La virologa Capua svela la cura miracolosa di Trump: «Una medicina molto ma molto costosa»

12 Nov 2020 15:36 - di Giorgia Castelli
Capua

La virologa Ilaria Capua è contro Trump e non lo nasconde. Usa gli stessi argomenti che escono dalla bocca di una certa sinistra. Lo attacca per la gestione della sua positività al coronovirus. Ma nel contempo svela un segreto, la medicina “miracolosa” con cui il Tycoon ha combattuto il Covid. «È stato capace di dare il peggior esempio possibile». La direttrice dell’One Health Center dell’università della Florida è ospite su Radio Uno a Un giorno da pecora. Il motivo? «Perché ha avuto un trattamento da superman, tipo criptonite». In pratica «gli hanno fatto una dose sostanziosa di anticorpo monoclonale, che è un missile terra-aria. Blocca il virus quando sta entrando nel sangue e quindi non riesce a provocare malattia. Solo che questa medicina non è per tutti. È costosissima. La cura di Trump sarà costata forse un milione di euro. È una cura da presidente».

Ilaria Capua: «Le terapie monoclonali sono come la criptonite»
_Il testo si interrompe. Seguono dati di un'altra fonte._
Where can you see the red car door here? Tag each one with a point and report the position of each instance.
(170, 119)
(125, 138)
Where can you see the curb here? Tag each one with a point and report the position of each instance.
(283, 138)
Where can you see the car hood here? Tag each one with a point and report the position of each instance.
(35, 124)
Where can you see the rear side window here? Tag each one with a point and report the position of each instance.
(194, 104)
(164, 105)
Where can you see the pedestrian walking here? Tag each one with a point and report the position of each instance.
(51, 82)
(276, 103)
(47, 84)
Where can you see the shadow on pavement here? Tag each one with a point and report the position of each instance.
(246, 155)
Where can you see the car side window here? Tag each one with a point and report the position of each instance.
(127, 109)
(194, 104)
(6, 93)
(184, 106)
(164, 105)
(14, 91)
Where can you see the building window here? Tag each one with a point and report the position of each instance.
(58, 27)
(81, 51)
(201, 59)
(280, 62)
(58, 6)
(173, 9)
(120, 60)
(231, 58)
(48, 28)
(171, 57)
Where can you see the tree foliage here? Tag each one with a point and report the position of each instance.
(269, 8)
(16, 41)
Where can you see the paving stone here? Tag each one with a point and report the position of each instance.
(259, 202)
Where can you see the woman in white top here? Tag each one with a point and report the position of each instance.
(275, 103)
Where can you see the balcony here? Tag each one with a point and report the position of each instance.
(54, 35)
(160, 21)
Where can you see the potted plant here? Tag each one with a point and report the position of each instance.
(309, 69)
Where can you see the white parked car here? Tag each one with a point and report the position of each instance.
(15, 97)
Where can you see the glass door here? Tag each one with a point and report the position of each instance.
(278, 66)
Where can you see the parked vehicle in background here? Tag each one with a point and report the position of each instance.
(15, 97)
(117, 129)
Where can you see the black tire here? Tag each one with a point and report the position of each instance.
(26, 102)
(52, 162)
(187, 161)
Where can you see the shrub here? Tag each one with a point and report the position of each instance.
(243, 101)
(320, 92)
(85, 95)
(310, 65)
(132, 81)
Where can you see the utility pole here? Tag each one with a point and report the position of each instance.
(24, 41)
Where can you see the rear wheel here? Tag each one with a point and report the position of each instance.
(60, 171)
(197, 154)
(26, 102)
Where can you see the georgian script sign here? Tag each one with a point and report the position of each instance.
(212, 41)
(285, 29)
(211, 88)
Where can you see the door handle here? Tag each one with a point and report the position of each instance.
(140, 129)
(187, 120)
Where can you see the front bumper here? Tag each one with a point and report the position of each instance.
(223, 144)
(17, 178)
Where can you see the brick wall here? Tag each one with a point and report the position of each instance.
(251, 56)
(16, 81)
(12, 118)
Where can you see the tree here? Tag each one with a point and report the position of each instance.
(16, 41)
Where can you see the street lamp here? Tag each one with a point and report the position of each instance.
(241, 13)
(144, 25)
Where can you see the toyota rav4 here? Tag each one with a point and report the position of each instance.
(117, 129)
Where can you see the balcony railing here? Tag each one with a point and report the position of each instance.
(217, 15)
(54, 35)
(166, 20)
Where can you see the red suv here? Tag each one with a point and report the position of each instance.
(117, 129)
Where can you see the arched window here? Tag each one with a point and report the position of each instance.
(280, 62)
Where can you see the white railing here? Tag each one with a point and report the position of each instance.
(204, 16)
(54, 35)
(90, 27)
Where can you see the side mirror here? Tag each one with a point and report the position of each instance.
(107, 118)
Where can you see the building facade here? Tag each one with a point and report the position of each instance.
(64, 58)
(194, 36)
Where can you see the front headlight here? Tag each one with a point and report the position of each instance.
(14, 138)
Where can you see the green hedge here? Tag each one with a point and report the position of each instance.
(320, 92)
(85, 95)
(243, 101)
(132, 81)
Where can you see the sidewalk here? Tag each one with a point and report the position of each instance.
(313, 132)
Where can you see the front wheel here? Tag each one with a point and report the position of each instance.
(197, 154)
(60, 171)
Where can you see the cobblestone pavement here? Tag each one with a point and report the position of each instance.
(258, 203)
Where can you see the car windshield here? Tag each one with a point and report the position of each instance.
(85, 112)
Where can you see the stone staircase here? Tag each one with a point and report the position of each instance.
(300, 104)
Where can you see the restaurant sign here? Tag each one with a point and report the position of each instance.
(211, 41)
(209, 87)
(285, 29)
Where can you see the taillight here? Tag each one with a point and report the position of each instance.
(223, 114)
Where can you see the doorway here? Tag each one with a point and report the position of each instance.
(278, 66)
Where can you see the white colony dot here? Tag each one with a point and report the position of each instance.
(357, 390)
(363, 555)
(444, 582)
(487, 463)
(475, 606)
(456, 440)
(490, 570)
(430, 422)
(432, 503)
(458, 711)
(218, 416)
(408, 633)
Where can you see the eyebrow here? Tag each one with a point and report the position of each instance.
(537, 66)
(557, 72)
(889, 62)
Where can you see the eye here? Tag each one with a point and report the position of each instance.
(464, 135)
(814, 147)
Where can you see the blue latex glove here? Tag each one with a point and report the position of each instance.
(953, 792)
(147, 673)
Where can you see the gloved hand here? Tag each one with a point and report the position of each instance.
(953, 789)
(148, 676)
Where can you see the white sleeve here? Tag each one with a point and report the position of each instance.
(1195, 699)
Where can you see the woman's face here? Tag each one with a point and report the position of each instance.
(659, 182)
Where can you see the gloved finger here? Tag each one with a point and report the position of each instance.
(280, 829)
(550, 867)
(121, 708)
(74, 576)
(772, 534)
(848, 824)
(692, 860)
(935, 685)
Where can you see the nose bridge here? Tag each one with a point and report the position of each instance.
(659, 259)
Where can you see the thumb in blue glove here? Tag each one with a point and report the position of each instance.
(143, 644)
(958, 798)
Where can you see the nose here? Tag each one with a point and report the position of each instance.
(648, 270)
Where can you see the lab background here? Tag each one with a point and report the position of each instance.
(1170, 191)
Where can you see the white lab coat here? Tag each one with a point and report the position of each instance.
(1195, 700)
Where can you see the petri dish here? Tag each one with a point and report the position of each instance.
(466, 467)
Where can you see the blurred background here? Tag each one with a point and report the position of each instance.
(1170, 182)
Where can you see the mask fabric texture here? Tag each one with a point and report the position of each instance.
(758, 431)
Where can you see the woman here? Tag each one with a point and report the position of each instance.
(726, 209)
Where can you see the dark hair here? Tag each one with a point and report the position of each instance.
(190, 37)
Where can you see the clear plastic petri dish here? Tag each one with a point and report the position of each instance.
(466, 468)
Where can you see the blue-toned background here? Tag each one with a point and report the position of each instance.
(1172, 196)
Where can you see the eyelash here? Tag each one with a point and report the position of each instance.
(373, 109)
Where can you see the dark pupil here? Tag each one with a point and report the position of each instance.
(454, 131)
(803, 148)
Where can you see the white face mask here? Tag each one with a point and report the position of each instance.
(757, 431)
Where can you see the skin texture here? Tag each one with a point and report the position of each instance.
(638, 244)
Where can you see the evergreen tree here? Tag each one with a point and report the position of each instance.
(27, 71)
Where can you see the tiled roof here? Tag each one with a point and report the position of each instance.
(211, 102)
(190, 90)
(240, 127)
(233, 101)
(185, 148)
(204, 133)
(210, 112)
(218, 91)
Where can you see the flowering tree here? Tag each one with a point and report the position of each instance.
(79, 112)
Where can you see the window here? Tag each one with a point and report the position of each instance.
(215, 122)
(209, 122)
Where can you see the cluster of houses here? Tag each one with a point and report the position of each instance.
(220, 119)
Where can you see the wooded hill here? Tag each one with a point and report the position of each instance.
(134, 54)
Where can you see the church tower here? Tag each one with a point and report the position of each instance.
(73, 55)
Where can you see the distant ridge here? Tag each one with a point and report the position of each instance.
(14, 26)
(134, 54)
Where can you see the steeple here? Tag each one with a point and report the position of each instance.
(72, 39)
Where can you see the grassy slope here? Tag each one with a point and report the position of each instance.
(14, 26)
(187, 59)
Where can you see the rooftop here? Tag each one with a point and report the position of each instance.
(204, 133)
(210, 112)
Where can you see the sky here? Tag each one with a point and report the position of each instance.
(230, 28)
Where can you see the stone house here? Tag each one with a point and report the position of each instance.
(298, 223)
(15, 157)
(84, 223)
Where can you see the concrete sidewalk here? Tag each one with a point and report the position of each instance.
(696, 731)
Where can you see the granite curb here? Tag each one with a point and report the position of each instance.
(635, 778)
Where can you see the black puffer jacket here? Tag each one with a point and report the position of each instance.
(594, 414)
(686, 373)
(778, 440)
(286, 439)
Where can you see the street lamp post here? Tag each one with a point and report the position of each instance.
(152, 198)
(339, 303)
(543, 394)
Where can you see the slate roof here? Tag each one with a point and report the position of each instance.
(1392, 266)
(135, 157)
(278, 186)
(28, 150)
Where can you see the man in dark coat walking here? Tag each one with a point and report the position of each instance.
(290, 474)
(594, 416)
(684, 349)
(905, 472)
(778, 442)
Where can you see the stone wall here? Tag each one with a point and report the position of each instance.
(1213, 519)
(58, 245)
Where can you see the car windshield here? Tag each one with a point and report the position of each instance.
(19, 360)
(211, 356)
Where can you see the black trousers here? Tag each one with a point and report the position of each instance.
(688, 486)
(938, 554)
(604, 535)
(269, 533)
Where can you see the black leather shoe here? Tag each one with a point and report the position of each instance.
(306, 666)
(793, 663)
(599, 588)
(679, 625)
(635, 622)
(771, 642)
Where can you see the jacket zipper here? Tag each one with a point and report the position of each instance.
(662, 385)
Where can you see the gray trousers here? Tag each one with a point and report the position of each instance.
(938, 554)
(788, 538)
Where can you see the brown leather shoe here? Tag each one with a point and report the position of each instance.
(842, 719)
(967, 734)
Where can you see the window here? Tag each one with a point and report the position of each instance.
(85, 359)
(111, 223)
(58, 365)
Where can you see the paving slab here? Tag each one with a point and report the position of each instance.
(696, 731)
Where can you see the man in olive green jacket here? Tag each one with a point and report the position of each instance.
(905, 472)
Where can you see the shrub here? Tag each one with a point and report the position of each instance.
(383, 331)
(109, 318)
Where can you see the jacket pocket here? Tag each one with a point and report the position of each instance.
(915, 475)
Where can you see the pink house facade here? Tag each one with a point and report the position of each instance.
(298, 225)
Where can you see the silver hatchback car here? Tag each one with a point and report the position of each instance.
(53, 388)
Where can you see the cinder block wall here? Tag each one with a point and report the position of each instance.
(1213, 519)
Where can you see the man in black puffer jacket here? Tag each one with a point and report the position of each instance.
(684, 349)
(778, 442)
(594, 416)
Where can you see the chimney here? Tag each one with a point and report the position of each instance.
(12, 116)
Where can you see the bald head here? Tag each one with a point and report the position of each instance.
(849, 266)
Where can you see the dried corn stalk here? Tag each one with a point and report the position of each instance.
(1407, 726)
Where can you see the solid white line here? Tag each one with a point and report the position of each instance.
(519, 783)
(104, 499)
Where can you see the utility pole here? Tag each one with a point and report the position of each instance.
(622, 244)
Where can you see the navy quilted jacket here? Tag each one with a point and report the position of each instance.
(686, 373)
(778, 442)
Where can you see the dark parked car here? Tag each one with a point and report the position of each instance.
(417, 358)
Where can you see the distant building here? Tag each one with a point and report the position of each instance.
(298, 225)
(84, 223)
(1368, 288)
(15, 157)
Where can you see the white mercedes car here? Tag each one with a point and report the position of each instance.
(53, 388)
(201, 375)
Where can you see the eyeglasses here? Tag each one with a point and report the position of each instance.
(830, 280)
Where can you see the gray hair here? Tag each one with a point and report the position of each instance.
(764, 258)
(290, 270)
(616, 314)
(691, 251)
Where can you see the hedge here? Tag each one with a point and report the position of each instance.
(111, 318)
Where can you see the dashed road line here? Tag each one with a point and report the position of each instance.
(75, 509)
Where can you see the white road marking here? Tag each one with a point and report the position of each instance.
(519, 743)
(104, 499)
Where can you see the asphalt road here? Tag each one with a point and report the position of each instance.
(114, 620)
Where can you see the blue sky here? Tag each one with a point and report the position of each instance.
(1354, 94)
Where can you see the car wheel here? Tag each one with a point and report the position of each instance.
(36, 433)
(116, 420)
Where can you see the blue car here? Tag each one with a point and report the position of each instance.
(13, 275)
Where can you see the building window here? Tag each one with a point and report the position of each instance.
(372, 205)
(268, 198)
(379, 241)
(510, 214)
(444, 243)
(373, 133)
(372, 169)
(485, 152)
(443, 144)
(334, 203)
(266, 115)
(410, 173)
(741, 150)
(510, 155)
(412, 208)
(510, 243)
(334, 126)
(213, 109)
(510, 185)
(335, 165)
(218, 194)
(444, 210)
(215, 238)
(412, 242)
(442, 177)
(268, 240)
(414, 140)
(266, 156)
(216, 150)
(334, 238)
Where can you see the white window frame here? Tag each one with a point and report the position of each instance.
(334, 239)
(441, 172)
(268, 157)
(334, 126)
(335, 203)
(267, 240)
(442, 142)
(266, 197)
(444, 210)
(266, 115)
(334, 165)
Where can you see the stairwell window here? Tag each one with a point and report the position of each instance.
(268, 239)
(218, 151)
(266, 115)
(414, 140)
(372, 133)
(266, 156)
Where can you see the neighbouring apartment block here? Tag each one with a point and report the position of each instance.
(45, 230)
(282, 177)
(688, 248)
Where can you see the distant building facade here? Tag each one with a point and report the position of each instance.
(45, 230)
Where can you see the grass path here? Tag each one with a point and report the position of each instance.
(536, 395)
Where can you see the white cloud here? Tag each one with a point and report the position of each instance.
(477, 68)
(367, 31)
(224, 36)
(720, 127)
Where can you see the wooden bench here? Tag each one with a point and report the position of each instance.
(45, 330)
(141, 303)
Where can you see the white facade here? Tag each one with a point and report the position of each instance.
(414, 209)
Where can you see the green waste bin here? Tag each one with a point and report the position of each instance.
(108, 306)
«Gli anticorpi monoclonali – spiega – sono dei missili che, però, si producono in piccolissime quantità. E per funzionare devono essere super concentrati. A Trump hanno fatto una dose “da pecora”, per non dire da cavallo. Quindi è riuscito a fare l’ultima parte della campagna elettorale ridicolizzando il virus. Le persone che gli credono, e sono tante, hanno visto il loro presidente così spavaldo. Ma non vale! Perché a lui hanno fatto la criptonite», ironizza la Capua. Che ricorda come gli anticorpi monoclonali «sono terapie super speciali. È illusorio pensare che questa cura possa arrivare a tutte le persone in pochi mesi».

Il flusso dei ricercatori

Poi ancora attacchi contro Trump. «C’è un problema grandissimo con i visti delle persone che vogliono venire negli Stati Uniti, a causa del governo Trump. Mi auguro che sia una delle prime cose che Biden voglia sistemare, perché questo altera completamente il flusso di ricercatori»: E infine ha concluso: «Ci sono tanti europei negli Stati Uniti che lavorano con me, o in gruppi che collaborano con il mio, che non possono tornare a casa per Natale perché hanno paura di non riuscire a rientrare».